Tips to help you identify common phishing scams and take steps to avoid trouble
If you spend any time online, you've probably been the target of a phishing attack. This is when a scammer pretends to be from a reputable company to get you to reveal personal information they can use for their own gain. They do this through a number of communication mediums, including emails, website pop-ups, text messages and even mobile apps. Here are some tips to help you spot the most common phishing scams and take the necessary steps to avoid trouble.
Common Email Phishing Scams
Email phishing scams take on the appearance of a legitimate email. They may even appear to be from a company you're familiar with (such as Amazon, Costco or Netflix), to take advantage of your trust and gain personal or financial information. Here are some common email scams:
Foreign lottery. Congratulations! You just won a big prize! Unfortunately, it's often in a foreign country, and you must pay a small amount upfront to receive the larger reward.
Survey says. You get a request to take a survey for a social issue you may care about. When you click the link, you get infected with malware.
Bank on it. You receive an email saying there is something wrong with your bank, Netflix or PayPal account “that needs your attention.” You're then directed to a fake site where you are instructed to login so they can steal your user name and password for the actual site.
Common Phone Scams
Phone scams come in many forms. Some seem friendly, while others try and use intimidation. Either way, the goal is to get your personal information and money. Here are some common phone scams:
Fix your credit. Give them some money and they promise to “fix” or “remove” your debt.
Please give now. You need to give money today to help these people in need.
Extended car warranties.
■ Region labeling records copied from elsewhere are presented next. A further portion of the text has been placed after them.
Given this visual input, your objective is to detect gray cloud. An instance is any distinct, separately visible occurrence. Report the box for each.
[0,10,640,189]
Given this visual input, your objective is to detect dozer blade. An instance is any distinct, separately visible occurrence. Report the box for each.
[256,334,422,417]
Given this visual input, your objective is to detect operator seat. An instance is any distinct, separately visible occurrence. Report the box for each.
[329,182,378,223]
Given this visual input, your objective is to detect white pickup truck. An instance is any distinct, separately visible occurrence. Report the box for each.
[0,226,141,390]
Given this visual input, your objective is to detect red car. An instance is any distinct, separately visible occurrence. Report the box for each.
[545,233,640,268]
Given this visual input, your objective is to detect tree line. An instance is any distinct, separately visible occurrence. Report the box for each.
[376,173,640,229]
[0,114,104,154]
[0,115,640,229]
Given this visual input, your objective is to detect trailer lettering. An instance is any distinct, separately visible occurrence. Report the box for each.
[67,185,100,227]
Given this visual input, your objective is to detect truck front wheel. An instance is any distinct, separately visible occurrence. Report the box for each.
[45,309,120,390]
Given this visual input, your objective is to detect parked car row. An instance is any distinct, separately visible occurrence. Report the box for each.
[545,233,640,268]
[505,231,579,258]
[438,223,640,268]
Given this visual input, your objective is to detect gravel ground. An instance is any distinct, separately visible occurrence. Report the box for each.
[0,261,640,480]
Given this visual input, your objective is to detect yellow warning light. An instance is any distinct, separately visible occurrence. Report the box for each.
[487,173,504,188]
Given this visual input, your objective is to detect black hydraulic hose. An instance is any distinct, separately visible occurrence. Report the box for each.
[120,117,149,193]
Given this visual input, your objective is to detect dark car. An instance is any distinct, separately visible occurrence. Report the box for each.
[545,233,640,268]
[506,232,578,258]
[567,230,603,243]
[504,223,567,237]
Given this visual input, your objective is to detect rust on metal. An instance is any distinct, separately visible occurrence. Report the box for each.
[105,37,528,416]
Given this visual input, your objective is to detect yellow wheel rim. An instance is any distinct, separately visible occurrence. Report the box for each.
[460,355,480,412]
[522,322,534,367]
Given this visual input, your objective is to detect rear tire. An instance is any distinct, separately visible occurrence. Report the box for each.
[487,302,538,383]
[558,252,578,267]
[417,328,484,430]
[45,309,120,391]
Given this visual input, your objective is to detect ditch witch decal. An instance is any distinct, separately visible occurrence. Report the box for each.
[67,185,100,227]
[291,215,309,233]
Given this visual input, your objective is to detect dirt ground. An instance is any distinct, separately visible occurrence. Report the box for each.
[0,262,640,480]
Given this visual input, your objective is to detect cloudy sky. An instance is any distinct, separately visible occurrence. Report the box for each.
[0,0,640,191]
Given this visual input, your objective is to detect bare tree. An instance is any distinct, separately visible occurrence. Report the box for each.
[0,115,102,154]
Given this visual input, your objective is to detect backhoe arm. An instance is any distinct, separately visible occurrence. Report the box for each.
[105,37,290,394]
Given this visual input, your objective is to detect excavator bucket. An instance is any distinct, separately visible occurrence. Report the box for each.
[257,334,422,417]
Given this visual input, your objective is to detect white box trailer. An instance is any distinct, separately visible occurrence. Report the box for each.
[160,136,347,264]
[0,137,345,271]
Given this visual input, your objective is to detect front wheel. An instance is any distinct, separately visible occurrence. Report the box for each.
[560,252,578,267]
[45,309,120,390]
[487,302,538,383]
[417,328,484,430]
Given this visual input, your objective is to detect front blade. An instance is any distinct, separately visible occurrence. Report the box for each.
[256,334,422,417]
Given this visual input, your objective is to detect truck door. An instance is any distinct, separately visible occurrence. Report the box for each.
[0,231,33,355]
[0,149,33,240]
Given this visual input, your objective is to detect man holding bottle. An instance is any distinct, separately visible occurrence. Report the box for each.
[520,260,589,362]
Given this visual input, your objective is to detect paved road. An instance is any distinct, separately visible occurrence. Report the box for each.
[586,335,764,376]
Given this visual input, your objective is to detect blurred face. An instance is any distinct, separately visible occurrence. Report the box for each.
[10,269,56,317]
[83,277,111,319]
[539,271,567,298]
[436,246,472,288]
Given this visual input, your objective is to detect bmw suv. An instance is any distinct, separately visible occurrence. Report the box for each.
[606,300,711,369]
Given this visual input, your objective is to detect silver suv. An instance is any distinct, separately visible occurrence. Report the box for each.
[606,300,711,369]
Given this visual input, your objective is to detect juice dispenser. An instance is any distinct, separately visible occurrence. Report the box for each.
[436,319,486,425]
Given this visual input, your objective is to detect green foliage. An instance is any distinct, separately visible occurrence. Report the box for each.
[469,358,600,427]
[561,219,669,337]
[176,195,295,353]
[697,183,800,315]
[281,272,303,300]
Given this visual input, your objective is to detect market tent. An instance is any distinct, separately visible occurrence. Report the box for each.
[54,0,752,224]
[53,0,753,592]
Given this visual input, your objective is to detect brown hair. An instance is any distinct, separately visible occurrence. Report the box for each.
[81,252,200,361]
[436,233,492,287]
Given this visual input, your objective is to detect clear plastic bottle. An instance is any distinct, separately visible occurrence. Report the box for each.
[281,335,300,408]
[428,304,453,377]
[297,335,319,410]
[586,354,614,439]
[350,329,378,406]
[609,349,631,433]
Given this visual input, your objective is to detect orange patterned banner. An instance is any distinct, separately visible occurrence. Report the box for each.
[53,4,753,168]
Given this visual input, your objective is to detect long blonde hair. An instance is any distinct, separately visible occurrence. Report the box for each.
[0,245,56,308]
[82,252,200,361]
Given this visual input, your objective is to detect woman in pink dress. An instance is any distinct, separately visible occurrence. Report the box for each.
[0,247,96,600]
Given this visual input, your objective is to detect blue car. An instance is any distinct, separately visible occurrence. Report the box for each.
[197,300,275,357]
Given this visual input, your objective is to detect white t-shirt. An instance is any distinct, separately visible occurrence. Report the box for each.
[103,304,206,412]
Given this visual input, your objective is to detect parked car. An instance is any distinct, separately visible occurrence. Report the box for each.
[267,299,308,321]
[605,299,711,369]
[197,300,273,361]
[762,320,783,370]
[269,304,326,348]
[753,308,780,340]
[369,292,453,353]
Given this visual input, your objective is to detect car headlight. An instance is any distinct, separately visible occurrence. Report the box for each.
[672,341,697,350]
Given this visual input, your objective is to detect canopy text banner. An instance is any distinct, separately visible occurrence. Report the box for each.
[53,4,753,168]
Almost everyone with a cell phone has had one of these robocalls. The scammers access public purchase records to try and sell you overpriced or worthless car warranties.
I think I might be getting scammed. What should I do?
If you think you've received a suspicious communication, here are some questions to ask yourself and defeat the scam before it even gets started:
Does it pass the eye test? Phishing emails often contain a number of spelling, punctuation and grammar errors. In addition, the email may contain an embedded logo of a well-known company (to try to make it look “official”) that looks a bit fuzzy or blurry. If you read through it and spot any of these things, it's a pretty good bet that it's a scam email.
Is this asking for too much information? Be on the alert if anyone seems to be asking for sensitive information, like your Social Security or bank account number, even if you are talking to a company or bank you do business with.
Do I know you? Ask this simple question before responding to a message. First check to see if you recognize the sender's name and email address. If you don't do business or haven't requested information from a particular company, don't click on any links or take any surveys.
Do you know me? Avoid communications that lack personalization. “Dear valued customer” is your clue to ignore it.
Is this a legitimate link? Before clicking on a link, hover over it with your mouse to see if the URL address looks legitimate.
Am I on the web page I think I'm on? Before logging into an online account, make sure the web address is correct. Phishers often counterfeit legitimate websites, hoping to trick you into entering your login details.
Is it too good to be true? Avoid “free” offers or deals that sound too good to be true.
Is my security software active? Always use comprehensive security software to protect your devices and information from malware and other threats that might result from a phishing scam.